Não quero seu maldito café! Nem mesmo a porcaria da sua ajuda! –Disse enquanto balançou os ombros para se livrar do toque e com o braço empurrou a oferta de Carla para longe de si. –Você não é melhor do que eu! Olha para você, se esforçando só pra ter minha atenção, implorando pelo meu reconhecimento. – Um claro sentimento de desprezo tomou conta da frase. –Eu sei pelo que estou passando, não preciso da sua gentileza e condescendência. Eu só quero ir acabar com essa missão e seguir com a minha vida. Eu fui clara? Deixe-me ficar sozinha. Isso é uma ordem como sua superiora!
-Está bem senhora, chame se minha presença for necessária. –Sua voz quase se engasgou ao falar. Queimou-se devido ao café quente que caiu sobre sua mão, seus olhos ficaram marejados e sentia o choro entalar na garganta enquanto forçou para engoli-lo e não desabar no quarto.
Saiu do quarto da maneira mais calma possível e foi em direção ao banheiro, entrou e se trancou lá dentro, assim girou a chave e ouviu o barulho da tranca as pernas cederam e foi ao chão assim como as lagrimas que escorreram pelo rosto. Como uma pessoa que ama tanto pode ser tão cruel, a fazer sentir-se tão pequena e insignificante. Questionava-se, o que fazia para merecer aquilo, seria sua culpa passar por essas situações. Tinha intenções tão boas, mas só era capaz de piorar as coisas, sentia seu peito dilacerar em dor como se o coração fosse rasgado pelas garras de um animal.

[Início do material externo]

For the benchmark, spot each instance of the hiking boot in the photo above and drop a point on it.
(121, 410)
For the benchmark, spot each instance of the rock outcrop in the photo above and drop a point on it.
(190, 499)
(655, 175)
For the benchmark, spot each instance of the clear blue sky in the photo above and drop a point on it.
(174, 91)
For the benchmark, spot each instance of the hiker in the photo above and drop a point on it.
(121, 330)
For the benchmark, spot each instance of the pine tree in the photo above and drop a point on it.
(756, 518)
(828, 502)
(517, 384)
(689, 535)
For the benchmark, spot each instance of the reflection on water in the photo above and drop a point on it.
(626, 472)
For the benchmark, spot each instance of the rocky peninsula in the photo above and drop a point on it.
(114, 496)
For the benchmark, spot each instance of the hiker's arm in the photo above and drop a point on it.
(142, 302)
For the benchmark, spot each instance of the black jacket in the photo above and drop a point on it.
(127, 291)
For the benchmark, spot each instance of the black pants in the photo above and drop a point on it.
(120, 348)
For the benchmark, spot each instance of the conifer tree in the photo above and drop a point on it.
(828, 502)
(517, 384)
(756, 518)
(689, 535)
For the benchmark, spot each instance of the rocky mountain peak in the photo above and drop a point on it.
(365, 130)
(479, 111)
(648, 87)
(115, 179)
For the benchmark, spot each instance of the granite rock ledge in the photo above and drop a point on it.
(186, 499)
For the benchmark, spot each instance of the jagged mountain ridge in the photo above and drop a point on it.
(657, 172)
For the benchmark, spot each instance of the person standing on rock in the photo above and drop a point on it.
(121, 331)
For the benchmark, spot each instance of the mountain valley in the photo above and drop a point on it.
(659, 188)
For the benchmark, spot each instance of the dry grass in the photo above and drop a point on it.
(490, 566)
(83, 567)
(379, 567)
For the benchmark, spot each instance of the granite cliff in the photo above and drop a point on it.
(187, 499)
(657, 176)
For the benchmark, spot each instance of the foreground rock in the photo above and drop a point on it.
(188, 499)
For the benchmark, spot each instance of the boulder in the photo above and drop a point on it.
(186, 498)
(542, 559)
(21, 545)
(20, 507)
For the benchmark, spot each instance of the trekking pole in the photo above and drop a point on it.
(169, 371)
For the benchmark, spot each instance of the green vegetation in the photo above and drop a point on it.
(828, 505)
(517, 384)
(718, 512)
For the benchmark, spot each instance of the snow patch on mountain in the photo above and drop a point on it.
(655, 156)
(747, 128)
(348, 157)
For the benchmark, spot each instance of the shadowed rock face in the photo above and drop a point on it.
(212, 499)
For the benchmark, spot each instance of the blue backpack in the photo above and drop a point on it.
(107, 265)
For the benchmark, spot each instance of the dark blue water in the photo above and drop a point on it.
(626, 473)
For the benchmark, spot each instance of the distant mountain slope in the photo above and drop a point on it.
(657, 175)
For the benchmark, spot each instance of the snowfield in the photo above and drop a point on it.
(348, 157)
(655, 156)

Mesmo em meio a tanta dor e sofrimento era incapaz de sentir ódio ou rancor contra Ingrid, toda culpa daquela situação jogava sobre si. Carla passou o resto da viagem trancada no banheiro do vagão, sentada no chão chorando até que ouviu a mensagem do condutor que haviam chegado ao destino. Desceram na plataforma, as duas em silencio, Carla com o olhar e a face sempre voltados para baixo seguia um pouco afastada, não queria que percebesse o inchaço ou a vermelhidão de seu rosto, só pioraria as coisas. Enquanto se afastou do trem notou que em algum momento perdeu-se e se tornou igual àquela máquina.